You need both, in that order, every time.

What you'll need

Step-by-step

  1. Harvest and remove the ice. Run the machine until it drops its last batch, then take all the ice out of the bin — you'll be running chemicals through and nothing in there is servable.
  2. Enter the cleaning cycle. On Indigo NXT and NEO, press the Clean / Wash button and follow the prompt. The machine stops making ice and exposes the water system for cleaning.
  3. Add the nickel-safe cleaner to the water trough at the dose your manual specifies. Let it circulate the full cycle — the acid dissolves the scale off the evaporator and lines. Heavy scale may need a second pass.
  4. Disassemble and hand-clean the removable parts — water distribution tube, curtain, and any splash components. Wipe scale off with the cleaner solution and a soft cloth; a soft brush for the corners. Never use a wire brush or anything abrasive on the evaporator.
  5. Rinse everything thoroughly with clean water to clear all cleaner residue.
  6. Sanitize. Mix the 9405813 sanitizer per label, run it through a sanitizing cycle, and wipe down the bin interior, door, and gasket by hand — the bin grows biofilm even though it never touches the cleaner cycle. Let the sanitizer dwell the labeled contact time.
  7. Final rinse and reassemble. Put the removable parts back, close it up, and dump the first full batch of ice — it can carry residual cleaner/sanitizer taste. From the second batch on you're back in service.

While you're in there

Two things to check on the same visit, because the panels are already off:

  • The water filter. If it's near its interval, change it now — a fresh Arctic Pure cartridge is what keeps scale from coming right back. (Full walkthrough: our water-filter replacement guide.)
  • The air filter / condenser (air-cooled units). A clogged condenser chokes production as badly as a scaled evaporator. Rinse or vacuum the condenser fins and wash the air filter.

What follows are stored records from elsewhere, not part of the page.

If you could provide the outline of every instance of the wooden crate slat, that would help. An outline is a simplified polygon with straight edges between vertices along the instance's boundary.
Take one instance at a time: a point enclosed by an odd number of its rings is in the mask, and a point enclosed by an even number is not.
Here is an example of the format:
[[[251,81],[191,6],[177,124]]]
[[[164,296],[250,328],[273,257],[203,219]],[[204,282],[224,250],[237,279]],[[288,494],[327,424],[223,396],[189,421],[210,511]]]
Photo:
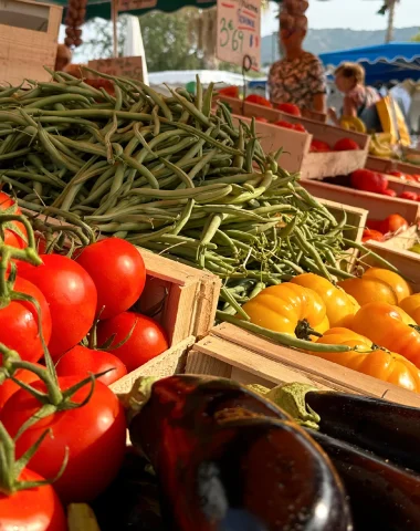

Don't skip it — the warranty reason

Scale and neglect are the first things a warranty inspector looks for, and "lapsed maintenance" is the fastest way to get a claim denied. A documented six-month clean is cheap insurance on a machine that costs thousands. Keep the receipts and note the date.

Stock up on the genuine Manitowoc cleaner and sanitizer, or if you're shopping for a machine in the first place, start at the Manitowoc ice machine hub.


Frequently asked questions

How often should you clean a Manitowoc ice machine?

Every 6 months minimum per Manitowoc — quarterly on hard water or in heavy flour/yeast environments. Clean (descale) and sanitize each time.

What's the difference between ice machine cleaner and sanitizer?

Cleaner is a nickel-safe acid that removes hard-water scale from the evaporator; sanitizer is an EPA-registered disinfectant that kills slime and biofilm. They do different jobs — you need both, cleaner first.

Can I use vinegar or a generic descaler?

Don't. The evaporator is nickel-plated and generic acids can strip it, voiding coverage. Use Manitowoc's 9405803 nickel-safe cleaner.

Do I need to clean the bin too?

Yes — the bin grows biofilm even though it never sees the cleaning cycle. Hand-sanitize the bin interior, door, and gasket every time.